Горевал он в своей крохотной каморке до тех пор, пока не дождался «сигнала» – ора будильников и тупого грохота совсем рядом, в узкой комнате возле самого входа. Там жил сосед – первокурсник технологического института, румяный комсомолец Рома из Костромы, у которого в жизни не было никаких проблем (а уж таких, как у Марика, тем более), кроме одной: он никак не мог утром проснуться. У Ромы было целых три будильника. Один большой, еще довоенный, с черными стрелками-усами и алюминиевыми бубенчиками, каждый величиной с крышку от консервной банки. Второй – трофейный, доставшийся ему от воевавшего отца, в дубовом корпусе, с накладными рельефными цифрами из латуни, суровым профилем орла и надписью «Mouthe» в медном треугольнике на задней крышке. Третий дарила Роме на день рождения вся квартира – это был пузатый крепыш марки «Слава» с желтоватым циферблатом, красной секундной стрелкой и блестящей ручкой на башке, как у бабушкиного бидона. Но несмотря на три исправно выполнявших свою работу будильника, Рома по утрам проснуться не мог. Не выручало ни пустое ведро, куда он ставил кого-нибудь из трезвонящих чудищ для усиления звука, ни даже то, что он фактически спал на «Славином» циферблате, ухом на пупырчатых бубенцах. Вот ухо-то комсомольское как раз все слышало, но молодой спортивный организм, утомленный за день формулами, лекциями, факультативным баскетболом и дружескими студенческими посиделками, отказывался реагировать на утренние трели должным образом. И Рома снова засыпал сладким сном праведника. А соседей будить себя он никогда не просил – стеснялся.

И тот грохот, который слышал Марик, сидя в «междверье», был не чем иным, как последним аргументом в пользу победы человека над собственным сном: на первой ноте этого чудовищного перезвона Рома молниеносно скидывал с себя одеяло, перекатывался через край раскладушки – и бух на пол всеми спортивными костромскими килограммами. А пол холодный, у Ромы даже половика не водилось. И вот только так, лежа голышом на паркетных половицах, Рома и мог проснуться.
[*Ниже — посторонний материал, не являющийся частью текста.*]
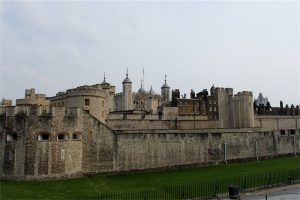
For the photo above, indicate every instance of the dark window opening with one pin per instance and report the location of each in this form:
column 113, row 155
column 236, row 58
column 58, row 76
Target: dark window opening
column 76, row 136
column 62, row 137
column 43, row 137
column 86, row 102
column 11, row 137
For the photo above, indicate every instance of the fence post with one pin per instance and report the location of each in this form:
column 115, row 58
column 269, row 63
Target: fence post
column 225, row 153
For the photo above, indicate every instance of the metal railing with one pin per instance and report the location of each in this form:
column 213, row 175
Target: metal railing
column 212, row 189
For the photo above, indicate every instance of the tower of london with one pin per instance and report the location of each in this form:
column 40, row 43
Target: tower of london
column 92, row 129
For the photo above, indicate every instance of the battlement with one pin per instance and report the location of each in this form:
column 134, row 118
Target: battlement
column 118, row 94
column 219, row 90
column 11, row 111
column 244, row 93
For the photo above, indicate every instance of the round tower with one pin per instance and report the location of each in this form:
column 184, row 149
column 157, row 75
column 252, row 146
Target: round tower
column 127, row 94
column 165, row 92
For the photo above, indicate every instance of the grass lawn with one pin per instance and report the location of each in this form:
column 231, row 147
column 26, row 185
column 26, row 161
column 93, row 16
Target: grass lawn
column 92, row 186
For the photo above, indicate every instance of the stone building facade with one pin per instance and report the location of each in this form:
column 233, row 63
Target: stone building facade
column 84, row 132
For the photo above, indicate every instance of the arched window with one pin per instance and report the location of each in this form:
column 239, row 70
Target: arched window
column 43, row 137
column 11, row 137
column 77, row 136
column 62, row 136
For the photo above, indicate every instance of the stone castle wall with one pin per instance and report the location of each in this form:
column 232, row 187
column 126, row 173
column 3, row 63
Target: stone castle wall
column 160, row 149
column 29, row 156
column 130, row 144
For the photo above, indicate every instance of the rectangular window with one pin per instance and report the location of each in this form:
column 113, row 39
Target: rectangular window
column 86, row 102
column 10, row 155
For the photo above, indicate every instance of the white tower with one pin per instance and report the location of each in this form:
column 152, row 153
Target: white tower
column 127, row 94
column 165, row 92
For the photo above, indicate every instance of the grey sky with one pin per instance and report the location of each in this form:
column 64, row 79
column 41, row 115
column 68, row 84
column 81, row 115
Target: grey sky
column 54, row 46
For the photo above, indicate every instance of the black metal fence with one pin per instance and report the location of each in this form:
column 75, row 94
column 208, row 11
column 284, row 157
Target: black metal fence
column 212, row 189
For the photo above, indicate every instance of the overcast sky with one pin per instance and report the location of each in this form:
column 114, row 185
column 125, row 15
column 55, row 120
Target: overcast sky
column 54, row 46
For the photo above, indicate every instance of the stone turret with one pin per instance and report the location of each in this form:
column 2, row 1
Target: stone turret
column 165, row 92
column 127, row 93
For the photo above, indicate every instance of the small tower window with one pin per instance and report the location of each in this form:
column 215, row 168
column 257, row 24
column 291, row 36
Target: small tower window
column 43, row 137
column 11, row 137
column 87, row 102
column 77, row 136
column 62, row 136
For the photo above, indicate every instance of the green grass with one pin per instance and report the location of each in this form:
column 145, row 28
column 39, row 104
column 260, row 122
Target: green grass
column 132, row 182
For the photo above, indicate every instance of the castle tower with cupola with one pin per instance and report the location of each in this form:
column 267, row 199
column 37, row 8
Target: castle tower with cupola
column 165, row 93
column 127, row 93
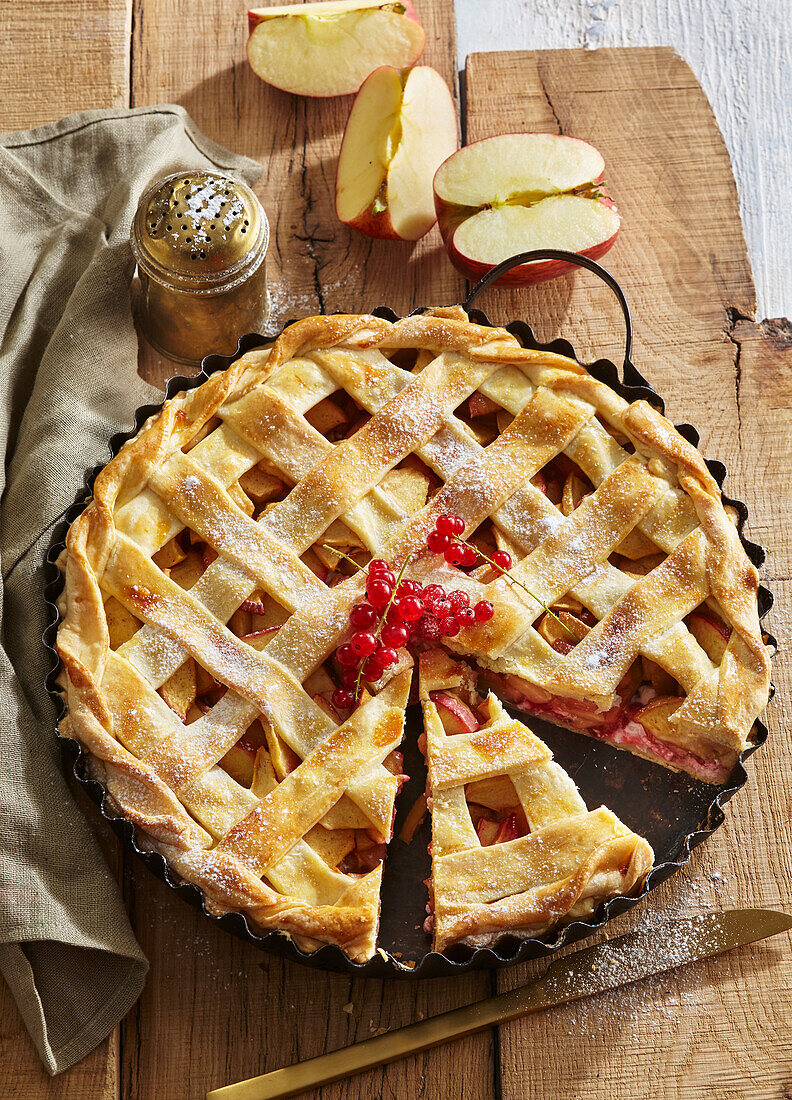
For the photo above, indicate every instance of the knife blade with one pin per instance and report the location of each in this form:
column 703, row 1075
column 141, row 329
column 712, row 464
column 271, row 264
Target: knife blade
column 619, row 961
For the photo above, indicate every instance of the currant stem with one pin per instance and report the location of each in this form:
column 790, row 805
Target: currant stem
column 514, row 580
column 383, row 618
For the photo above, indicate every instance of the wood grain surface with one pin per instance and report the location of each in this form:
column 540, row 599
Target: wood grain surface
column 682, row 262
column 216, row 1010
column 741, row 53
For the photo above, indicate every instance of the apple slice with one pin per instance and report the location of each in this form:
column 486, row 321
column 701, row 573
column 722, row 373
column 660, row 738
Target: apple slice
column 329, row 48
column 519, row 191
column 399, row 131
column 455, row 715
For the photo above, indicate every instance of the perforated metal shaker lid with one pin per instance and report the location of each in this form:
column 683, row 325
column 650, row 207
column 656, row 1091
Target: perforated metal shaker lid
column 199, row 231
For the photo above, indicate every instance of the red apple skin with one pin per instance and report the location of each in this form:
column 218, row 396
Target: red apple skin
column 450, row 217
column 254, row 20
column 527, row 274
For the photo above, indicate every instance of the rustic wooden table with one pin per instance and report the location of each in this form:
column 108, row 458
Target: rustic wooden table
column 213, row 1009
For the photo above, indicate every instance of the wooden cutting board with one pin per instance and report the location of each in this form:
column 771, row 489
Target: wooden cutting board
column 216, row 1010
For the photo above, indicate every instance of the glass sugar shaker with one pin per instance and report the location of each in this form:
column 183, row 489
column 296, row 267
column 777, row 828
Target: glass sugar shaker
column 200, row 241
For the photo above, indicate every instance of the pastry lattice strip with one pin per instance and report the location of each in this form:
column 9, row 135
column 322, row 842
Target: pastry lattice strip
column 569, row 861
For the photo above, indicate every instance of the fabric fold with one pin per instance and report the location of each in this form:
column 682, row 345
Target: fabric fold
column 68, row 382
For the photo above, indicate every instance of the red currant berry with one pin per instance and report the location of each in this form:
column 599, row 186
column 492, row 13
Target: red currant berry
column 429, row 629
column 386, row 656
column 454, row 554
column 470, row 556
column 372, row 669
column 410, row 609
column 396, row 635
column 363, row 642
column 378, row 592
column 432, row 593
column 502, row 559
column 438, row 542
column 459, row 601
column 362, row 616
column 449, row 627
column 450, row 525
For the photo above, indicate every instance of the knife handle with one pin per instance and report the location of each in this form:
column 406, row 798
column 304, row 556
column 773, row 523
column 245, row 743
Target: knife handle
column 389, row 1047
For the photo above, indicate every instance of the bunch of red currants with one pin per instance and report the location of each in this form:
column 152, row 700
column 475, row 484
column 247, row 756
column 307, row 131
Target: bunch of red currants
column 396, row 613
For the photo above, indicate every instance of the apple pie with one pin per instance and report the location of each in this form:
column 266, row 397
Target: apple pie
column 261, row 565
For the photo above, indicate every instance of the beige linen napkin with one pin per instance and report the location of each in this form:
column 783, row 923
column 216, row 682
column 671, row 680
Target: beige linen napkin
column 67, row 383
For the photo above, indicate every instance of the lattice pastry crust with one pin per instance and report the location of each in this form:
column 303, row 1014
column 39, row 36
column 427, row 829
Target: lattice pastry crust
column 201, row 608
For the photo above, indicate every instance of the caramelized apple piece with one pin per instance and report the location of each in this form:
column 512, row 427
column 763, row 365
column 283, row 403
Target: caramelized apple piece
column 180, row 690
column 573, row 492
column 455, row 715
column 564, row 627
column 241, row 499
column 260, row 485
column 332, row 845
column 169, row 554
column 481, row 405
column 326, row 416
column 711, row 634
column 655, row 716
column 660, row 680
column 187, row 572
column 497, row 793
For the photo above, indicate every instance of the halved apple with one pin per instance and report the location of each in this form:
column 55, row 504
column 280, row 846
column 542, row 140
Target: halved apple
column 399, row 131
column 329, row 48
column 519, row 191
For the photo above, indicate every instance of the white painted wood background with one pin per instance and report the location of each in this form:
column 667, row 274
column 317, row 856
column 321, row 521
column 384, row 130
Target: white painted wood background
column 740, row 52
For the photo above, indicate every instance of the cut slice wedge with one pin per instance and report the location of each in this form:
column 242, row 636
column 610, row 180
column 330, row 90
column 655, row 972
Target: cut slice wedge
column 399, row 130
column 523, row 868
column 329, row 48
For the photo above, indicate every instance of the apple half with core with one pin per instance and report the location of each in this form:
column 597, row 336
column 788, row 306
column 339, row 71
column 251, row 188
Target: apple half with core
column 519, row 191
column 329, row 48
column 399, row 131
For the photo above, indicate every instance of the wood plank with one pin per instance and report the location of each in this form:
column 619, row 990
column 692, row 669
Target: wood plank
column 216, row 1010
column 42, row 80
column 62, row 57
column 681, row 260
column 195, row 56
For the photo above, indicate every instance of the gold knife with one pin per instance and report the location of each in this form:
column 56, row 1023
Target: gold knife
column 619, row 961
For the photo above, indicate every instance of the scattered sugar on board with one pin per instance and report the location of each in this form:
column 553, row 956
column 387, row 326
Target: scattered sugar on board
column 666, row 996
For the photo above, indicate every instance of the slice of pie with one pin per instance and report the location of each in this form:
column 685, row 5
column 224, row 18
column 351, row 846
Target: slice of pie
column 514, row 847
column 238, row 679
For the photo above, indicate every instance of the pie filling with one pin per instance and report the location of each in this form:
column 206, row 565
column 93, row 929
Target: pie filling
column 465, row 457
column 617, row 726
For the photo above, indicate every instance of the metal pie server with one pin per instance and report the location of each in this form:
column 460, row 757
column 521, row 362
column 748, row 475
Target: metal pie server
column 619, row 961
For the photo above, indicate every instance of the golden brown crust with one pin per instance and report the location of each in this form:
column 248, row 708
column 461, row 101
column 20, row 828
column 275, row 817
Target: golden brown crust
column 662, row 497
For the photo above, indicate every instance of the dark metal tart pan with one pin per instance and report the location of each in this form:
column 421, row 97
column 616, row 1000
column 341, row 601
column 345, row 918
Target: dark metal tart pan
column 673, row 811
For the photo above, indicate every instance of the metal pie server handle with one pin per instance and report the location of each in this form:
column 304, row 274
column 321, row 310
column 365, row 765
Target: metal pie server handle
column 592, row 970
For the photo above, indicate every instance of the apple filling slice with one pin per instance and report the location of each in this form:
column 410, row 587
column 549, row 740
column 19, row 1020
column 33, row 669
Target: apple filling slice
column 514, row 847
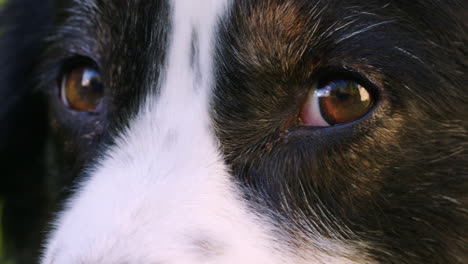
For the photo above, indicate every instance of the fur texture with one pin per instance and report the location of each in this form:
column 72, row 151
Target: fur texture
column 197, row 154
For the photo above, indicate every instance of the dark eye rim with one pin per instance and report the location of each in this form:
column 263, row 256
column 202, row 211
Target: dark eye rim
column 68, row 65
column 327, row 75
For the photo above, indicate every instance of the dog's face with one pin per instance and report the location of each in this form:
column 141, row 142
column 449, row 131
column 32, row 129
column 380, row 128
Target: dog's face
column 265, row 131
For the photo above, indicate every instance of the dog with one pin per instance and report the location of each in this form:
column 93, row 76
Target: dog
column 234, row 131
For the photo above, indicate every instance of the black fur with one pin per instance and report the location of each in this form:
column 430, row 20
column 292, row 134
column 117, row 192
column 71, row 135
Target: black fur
column 392, row 184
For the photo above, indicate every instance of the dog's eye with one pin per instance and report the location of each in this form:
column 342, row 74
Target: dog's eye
column 81, row 88
column 336, row 102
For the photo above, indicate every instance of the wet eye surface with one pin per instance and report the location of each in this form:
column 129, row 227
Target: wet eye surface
column 81, row 88
column 336, row 102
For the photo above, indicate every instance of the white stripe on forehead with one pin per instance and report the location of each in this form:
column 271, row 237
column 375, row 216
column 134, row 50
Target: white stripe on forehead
column 162, row 194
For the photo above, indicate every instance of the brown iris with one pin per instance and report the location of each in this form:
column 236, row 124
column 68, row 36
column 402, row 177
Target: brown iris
column 344, row 102
column 337, row 102
column 82, row 89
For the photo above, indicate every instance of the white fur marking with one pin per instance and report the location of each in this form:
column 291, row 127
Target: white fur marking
column 150, row 201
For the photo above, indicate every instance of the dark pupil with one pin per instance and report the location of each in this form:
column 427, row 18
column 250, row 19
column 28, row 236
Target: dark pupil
column 84, row 89
column 345, row 102
column 91, row 87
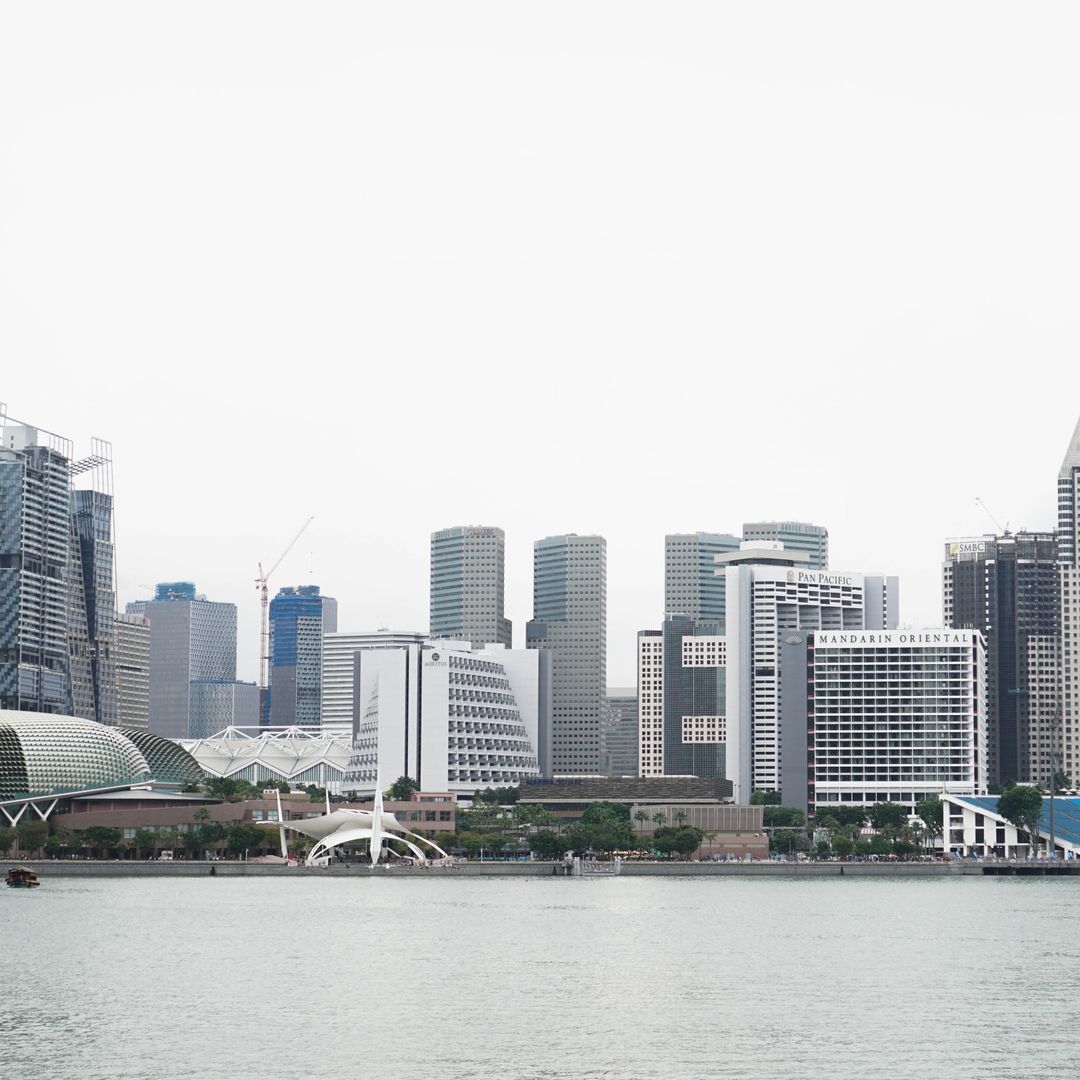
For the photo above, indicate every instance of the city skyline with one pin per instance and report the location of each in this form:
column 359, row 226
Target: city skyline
column 556, row 270
column 647, row 578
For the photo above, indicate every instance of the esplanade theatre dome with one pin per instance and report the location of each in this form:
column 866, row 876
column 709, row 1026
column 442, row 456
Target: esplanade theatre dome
column 44, row 754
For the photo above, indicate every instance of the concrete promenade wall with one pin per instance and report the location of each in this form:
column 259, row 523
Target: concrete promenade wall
column 52, row 868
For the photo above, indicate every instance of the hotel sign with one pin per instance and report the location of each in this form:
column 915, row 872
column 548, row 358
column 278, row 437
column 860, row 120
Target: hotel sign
column 819, row 578
column 893, row 637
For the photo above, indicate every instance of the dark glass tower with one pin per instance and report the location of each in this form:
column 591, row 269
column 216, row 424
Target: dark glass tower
column 1006, row 586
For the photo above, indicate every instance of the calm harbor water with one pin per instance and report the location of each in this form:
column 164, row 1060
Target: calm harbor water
column 626, row 979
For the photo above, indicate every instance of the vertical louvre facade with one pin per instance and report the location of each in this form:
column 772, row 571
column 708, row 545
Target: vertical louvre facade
column 468, row 585
column 569, row 619
column 1007, row 588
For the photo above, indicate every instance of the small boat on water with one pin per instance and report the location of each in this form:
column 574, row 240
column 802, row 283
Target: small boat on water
column 22, row 877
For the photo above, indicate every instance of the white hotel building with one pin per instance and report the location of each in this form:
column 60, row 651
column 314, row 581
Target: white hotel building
column 882, row 716
column 770, row 592
column 453, row 718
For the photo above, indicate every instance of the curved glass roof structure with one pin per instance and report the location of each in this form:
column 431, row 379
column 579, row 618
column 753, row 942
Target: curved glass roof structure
column 45, row 754
column 170, row 763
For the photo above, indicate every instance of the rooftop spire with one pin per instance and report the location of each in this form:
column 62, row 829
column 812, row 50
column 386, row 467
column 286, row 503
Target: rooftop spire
column 1072, row 454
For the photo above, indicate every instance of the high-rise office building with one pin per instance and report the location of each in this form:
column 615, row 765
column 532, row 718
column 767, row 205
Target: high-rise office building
column 682, row 674
column 1007, row 588
column 620, row 732
column 339, row 653
column 771, row 591
column 451, row 717
column 468, row 585
column 220, row 703
column 881, row 716
column 132, row 659
column 57, row 603
column 690, row 582
column 569, row 619
column 299, row 617
column 192, row 640
column 1065, row 726
column 795, row 536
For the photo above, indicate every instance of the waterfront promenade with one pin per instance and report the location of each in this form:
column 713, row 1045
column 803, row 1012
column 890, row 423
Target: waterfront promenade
column 102, row 868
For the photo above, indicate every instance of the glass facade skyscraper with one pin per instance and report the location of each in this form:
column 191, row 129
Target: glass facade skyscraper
column 299, row 617
column 691, row 585
column 569, row 619
column 468, row 585
column 1007, row 588
column 57, row 601
column 191, row 640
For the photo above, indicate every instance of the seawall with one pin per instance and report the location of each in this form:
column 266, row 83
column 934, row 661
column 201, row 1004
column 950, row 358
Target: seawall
column 85, row 868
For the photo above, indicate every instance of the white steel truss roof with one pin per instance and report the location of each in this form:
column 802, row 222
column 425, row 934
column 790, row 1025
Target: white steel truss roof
column 287, row 752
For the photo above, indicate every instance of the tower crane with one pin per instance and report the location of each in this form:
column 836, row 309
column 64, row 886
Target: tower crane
column 260, row 584
column 980, row 502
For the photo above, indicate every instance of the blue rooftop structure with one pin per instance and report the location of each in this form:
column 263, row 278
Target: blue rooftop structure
column 1066, row 814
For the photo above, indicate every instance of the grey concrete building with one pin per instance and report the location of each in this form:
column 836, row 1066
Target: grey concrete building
column 132, row 660
column 468, row 585
column 770, row 592
column 57, row 599
column 690, row 582
column 1064, row 727
column 216, row 704
column 881, row 716
column 620, row 732
column 339, row 653
column 682, row 682
column 192, row 639
column 569, row 618
column 1007, row 588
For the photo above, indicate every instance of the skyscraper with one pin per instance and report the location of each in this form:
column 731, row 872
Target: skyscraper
column 57, row 607
column 132, row 660
column 769, row 592
column 1007, row 588
column 339, row 655
column 299, row 617
column 682, row 684
column 468, row 585
column 690, row 582
column 192, row 640
column 1065, row 738
column 620, row 732
column 569, row 618
column 451, row 717
column 795, row 536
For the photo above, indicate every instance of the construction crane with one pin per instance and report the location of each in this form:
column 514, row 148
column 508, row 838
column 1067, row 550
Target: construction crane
column 980, row 502
column 261, row 585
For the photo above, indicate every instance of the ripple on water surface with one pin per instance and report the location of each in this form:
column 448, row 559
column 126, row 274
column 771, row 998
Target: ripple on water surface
column 624, row 979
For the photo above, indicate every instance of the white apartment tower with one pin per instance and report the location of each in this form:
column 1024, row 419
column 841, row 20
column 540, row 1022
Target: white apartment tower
column 1068, row 552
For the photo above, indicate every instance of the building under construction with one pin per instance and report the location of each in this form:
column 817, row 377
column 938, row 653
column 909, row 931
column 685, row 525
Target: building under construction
column 57, row 575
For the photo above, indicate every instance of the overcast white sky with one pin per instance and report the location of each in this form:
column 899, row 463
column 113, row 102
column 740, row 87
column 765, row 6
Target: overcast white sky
column 618, row 268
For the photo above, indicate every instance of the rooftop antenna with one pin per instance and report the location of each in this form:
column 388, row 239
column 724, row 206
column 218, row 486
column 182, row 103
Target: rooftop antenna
column 1003, row 531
А будильники – ерунда ленинградская.

По грохоту здорового Роминого тулова на паркет, неизменного, как залп пушки на Петропавловской крепости, все соседи понимали: уже совсем-совсем надо выбегать из дома, чтобы не опоздать, кому куда надо было.

– Я уже в ботиках! – раздался рядом в прихожей Ниночкин голосок, и Марик понял, что сейчас она откроет первую дверь и увидит его с позорными серыми дорожками от слёз на щеках.

Под возню Ниночкиных мамы и бабушки в коридоре – спешно целующих, подающих всегда забываемый мешок с физкультурой, завязывающих тесемки на шапочке – Марик толкнул входную дверь. И, уже оказавшись на лестнице, вдруг вспомнил, что портфель так и остался стоять в простенке, на ящике с картошкой.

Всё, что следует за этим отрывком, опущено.